Der Yogaweg der Hingabe

Weisheit des Yoga

Bhakti

 

Bhakti bedeutet liebende Hingabe. Liebe um der Liebe willen. Hingabe an etwas, das man verehrt, vor dem man sich innerlich verneigt, weil es einem mit Ehrfurcht und Bewunderung erfüllt. Das kann die Natur sein. Das kann die ganze Schöpfung sein. Das kann die unsichtbare Macht hinter dieser großen, uns unbegreiflichen Manifestation des Kosmos sein. Es kann aber auch etwas ganz Kleines sein – das Wunder einer menschlichen Zelle oder das Wunder der menschlichen Größe im anderen.

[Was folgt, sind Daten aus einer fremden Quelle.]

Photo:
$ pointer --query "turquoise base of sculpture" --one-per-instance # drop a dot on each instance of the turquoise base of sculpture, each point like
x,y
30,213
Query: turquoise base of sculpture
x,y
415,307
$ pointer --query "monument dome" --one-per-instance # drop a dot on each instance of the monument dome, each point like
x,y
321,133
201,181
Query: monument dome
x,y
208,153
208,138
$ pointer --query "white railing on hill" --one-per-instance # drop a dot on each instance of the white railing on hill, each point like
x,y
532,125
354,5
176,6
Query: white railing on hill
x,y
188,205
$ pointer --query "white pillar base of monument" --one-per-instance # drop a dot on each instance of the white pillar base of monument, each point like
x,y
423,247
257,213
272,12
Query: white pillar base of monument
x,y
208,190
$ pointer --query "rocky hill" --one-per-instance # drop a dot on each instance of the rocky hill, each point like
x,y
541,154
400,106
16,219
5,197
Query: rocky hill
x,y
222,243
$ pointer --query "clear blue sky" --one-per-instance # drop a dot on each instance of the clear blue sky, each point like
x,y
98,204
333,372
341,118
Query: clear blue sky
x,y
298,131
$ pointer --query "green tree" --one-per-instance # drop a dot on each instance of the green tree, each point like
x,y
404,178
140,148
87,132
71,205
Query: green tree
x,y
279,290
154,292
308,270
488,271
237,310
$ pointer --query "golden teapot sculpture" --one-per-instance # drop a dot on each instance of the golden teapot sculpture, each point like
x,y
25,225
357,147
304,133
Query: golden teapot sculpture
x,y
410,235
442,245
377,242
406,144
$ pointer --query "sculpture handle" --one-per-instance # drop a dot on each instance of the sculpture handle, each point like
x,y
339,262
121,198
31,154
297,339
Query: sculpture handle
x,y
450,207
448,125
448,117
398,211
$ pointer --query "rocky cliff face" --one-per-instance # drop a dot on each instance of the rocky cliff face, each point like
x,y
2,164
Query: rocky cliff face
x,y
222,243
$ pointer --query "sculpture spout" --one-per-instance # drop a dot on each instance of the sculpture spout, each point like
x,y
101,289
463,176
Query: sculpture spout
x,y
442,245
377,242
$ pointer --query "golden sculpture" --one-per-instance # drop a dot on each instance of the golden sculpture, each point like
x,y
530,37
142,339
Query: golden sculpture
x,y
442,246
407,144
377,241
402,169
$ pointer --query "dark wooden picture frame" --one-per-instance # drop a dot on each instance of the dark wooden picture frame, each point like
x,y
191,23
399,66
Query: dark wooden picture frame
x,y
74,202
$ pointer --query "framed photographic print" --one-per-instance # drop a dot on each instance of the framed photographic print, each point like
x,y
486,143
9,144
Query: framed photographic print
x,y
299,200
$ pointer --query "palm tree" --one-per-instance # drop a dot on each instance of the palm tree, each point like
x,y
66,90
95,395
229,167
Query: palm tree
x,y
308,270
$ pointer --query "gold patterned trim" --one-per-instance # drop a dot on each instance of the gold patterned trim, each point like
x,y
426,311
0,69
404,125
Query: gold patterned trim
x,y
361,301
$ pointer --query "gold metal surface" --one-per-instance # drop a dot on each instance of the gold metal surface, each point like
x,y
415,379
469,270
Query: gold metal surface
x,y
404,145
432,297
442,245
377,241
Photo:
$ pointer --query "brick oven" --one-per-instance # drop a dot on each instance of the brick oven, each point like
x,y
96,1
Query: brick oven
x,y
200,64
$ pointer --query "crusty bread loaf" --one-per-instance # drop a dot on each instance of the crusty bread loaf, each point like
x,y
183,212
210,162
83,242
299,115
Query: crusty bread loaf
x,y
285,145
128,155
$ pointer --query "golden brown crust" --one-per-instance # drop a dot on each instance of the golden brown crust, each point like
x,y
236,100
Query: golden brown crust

Die Fähigkeit zu einer solchen Hingabe ist nicht selbstverständlich. Bhakti kommt aus dem Herzen. Aus einem unschuldigen Herzen. Ein Herz ohne Scheu, sich zu verbeugen. Ein Herz das größer ist als das Ego. Größer als unser Stolz und unsere Angst, sich lächerlich zu machen.

Wer fähig ist, sich vor jemanden zu verneigen, ist gegen die Blindheit der Selbstüberschätzung gefeit. Zu wahrem Bhakti braucht es wahre Größe.

Im Kapitel 12 der Bhagavad Gita geht es um Bhakti und die Kennzeichen eines Bhakta:

„Wer kein Geschöpf hasst, wer zu allen freundlich und mitfühlend ist, wer frei ist von Verhaftung und Ichgedanken, ausgeglichen in Freude und Schmerz und nachsichtig.“

Diese Menschen ruhen in Gott und sehen alle Wesen als sich selbst. Ein solcher Mensch hat Karuna – er oder sie versetzt sich selbst in die Stelle eines Leidenden und fühlt dessen Schmerz. Erbarmen ist eine göttliche Eigenschaft und auch ein Mensch kann sie entwickeln.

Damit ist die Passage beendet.